Elles se souviennent et n'oublieront jamais. Celles qui ont toujours été trop ou pas assez. Celles qui ont parfois été portées au pouvoir parce qu'elles étaient femmes. Celles qui en ont été exclues ou évincées pour la même raison. Au détour de douze entretiens avec la journaliste alémanique Esther Girsberger et au fil de quelque 200 pages*, les politiciennes romandes et alémaniques qui ont un jour touché ou seulement effleuré un poste à l'exécutif de leur canton ou à Berne tentent de trouver les raisons du désamour du peuple et des Chambres à leur égard. Manque de réseaux, jeu des chaises musicales orchestré par les partis, climat médiatique incertain ou tout simplement question de genre: les explications dépendent des sensibilités, mais ne se veulent jamais catégoriques. De l'amertume? Un peu. De la nostalgie? Beaucoup.

«La politique est encore une course d'obstacles pour les femmes.» Ce constat, c'est la politologue bernoise Regula Stämpfli qui le fait. Elle n'a pas régné quatre ans durant sur le Département fédéral de justice et police comme l'ancienne conseillère fédérale Elisabeth Kopp. Elle n'a pas échoué très près du but comme Christine Beerli, à qui l'on a préféré Hans-Rudolf Merz. Elle n'a pas exercé de double mandat comme Francine Jeanprêtre. Elle n'a pas été la première femme candidate au Conseil fédéral comme Lilian Uchtenhagen.

Pourtant, son regard de scientifique rejoint celui de celles qui furent au cœur du pouvoir. Les faits prennent dans sa bouche une forme technique. Ils ont la saveur du vécu chez les politiciennes interviewées. Ce qui fait défaut à l'assise des femmes aux exécutifs, Regula Stämpfli le décline en plusieurs points dans ses études, les anciennes ministres en quelques pages dans le livre. La solidarité féminine quasi inexistante, le peu de crédibilité électorale, le soutien relatif des partis, les dossiers épineux qui cassent, l'absence de réseaux solides, le machisme latent ou la manière typiquement féminine de politiser sont les principales causes de désaveu évoquées.

Le pourquoi de la non-élection ou de la réélection des politiciennes aux organes suprêmes du pays est connu. Les rescapées sont là pour le raconter, les scientifiques présents pour l'observer, certains hommes bien placés pour le déplorer. Le mal est diagnostiqué, reste à trouver le remède adéquat.

Les femmes ont compris comment s'adapter aux canons du pouvoir, mais la culture politique suisse paraît encore trop rigide pour leur faire une place.

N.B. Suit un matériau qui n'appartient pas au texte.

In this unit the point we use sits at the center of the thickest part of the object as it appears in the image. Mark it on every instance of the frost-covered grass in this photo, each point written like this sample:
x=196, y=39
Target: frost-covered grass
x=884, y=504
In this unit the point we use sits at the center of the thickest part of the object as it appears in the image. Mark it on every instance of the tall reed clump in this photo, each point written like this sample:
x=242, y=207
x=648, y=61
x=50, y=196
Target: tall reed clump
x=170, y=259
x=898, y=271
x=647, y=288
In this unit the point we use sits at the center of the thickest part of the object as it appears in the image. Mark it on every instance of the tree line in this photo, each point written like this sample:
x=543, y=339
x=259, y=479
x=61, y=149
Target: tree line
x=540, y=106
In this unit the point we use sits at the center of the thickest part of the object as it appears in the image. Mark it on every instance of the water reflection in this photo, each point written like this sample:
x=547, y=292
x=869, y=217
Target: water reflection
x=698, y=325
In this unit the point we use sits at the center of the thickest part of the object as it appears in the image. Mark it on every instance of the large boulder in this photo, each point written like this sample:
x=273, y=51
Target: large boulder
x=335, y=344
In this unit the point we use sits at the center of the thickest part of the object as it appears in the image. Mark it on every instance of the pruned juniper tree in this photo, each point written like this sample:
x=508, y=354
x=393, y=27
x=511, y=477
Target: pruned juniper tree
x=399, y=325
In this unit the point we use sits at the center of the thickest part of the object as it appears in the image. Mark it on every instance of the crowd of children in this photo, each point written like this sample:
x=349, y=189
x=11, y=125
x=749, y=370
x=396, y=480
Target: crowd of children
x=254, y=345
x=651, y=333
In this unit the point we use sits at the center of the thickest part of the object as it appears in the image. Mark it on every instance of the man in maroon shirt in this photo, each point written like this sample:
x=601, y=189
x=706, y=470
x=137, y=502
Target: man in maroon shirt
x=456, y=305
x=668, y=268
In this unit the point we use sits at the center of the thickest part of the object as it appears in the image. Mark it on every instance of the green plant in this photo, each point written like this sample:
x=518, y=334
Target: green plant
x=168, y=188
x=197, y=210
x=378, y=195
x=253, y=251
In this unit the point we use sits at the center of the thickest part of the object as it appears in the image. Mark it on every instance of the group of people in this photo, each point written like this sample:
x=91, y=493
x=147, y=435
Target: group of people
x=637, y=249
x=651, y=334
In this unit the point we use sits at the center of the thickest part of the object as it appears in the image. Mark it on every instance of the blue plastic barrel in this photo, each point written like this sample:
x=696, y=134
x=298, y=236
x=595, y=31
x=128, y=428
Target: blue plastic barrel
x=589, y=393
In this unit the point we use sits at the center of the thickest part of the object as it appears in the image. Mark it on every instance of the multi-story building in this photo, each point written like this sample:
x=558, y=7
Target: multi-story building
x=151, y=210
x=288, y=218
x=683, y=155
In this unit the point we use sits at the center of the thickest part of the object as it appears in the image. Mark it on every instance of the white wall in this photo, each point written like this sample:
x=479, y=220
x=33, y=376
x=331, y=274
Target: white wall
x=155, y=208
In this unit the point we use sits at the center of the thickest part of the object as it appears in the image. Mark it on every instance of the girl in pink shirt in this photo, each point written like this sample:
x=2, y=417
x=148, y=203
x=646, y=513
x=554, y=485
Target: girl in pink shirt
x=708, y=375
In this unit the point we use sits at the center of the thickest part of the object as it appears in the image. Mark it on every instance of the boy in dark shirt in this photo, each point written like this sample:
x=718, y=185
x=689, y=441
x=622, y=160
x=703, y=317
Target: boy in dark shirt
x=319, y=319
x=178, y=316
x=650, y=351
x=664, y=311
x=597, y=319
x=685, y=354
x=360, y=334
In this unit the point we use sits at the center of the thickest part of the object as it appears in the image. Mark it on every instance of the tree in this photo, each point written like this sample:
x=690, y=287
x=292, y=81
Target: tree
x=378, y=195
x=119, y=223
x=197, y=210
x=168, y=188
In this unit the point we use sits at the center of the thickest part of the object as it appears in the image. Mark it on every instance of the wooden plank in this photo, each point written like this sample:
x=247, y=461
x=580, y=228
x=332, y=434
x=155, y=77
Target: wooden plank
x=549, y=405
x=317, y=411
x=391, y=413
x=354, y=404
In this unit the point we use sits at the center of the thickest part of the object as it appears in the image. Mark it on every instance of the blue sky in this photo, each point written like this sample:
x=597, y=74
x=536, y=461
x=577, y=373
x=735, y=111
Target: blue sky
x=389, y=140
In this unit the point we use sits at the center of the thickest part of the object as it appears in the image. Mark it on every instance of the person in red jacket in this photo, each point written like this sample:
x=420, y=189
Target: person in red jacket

Nombre d'interviewées reconnaissent aussi avoir manqué ou délibérément dérogé à certaines règles de base du code politique. Barbara Perriard, secrétaire générale des Femmes radicales et meneuse de campagne pour Christine Beerli, en décembre passé, commente cet état de fait: «Certaines femmes ne s'occupent pas assez de leur réélection, elles négligent l'importance des réseaux et ne les soignent pas suffisamment.» Elle observe également l'attitude partiale des médias vis-à-vis des politiciennes. «Il y a tellement peu de femmes sur la scène politique qu'elles sont sans cesse comparées les unes avec les autres. Si elles ne communiquent pas, elles sont critiquées, si elles savent trop bien se vendre, aussi», fait-elle remarquer.

Regula Stämpfli affirme, quant à elle, que le physique joue encore un rôle prépondérant dans la représentation des politiciennes. «Elles ont deux fois plus de chances que les hommes d'apparaître en photo dans la presse, mais cinq fois moins d'être citées.» Les anecdotes recueillies par Esther Girsberger font écho à ces observations. Si les carrières féminines se terminent parfois mal, le livre se conclut pourtant par une note presque positive: il y a une vie après l'exécutif et de l'espoir pour celles qui auront encore le courage de le briguer.

* Abgewählt: Frauen an der Macht leben gefährlich, Esther Girsberger. Portraits de Sabina Bobst. Xanthippe Verlag.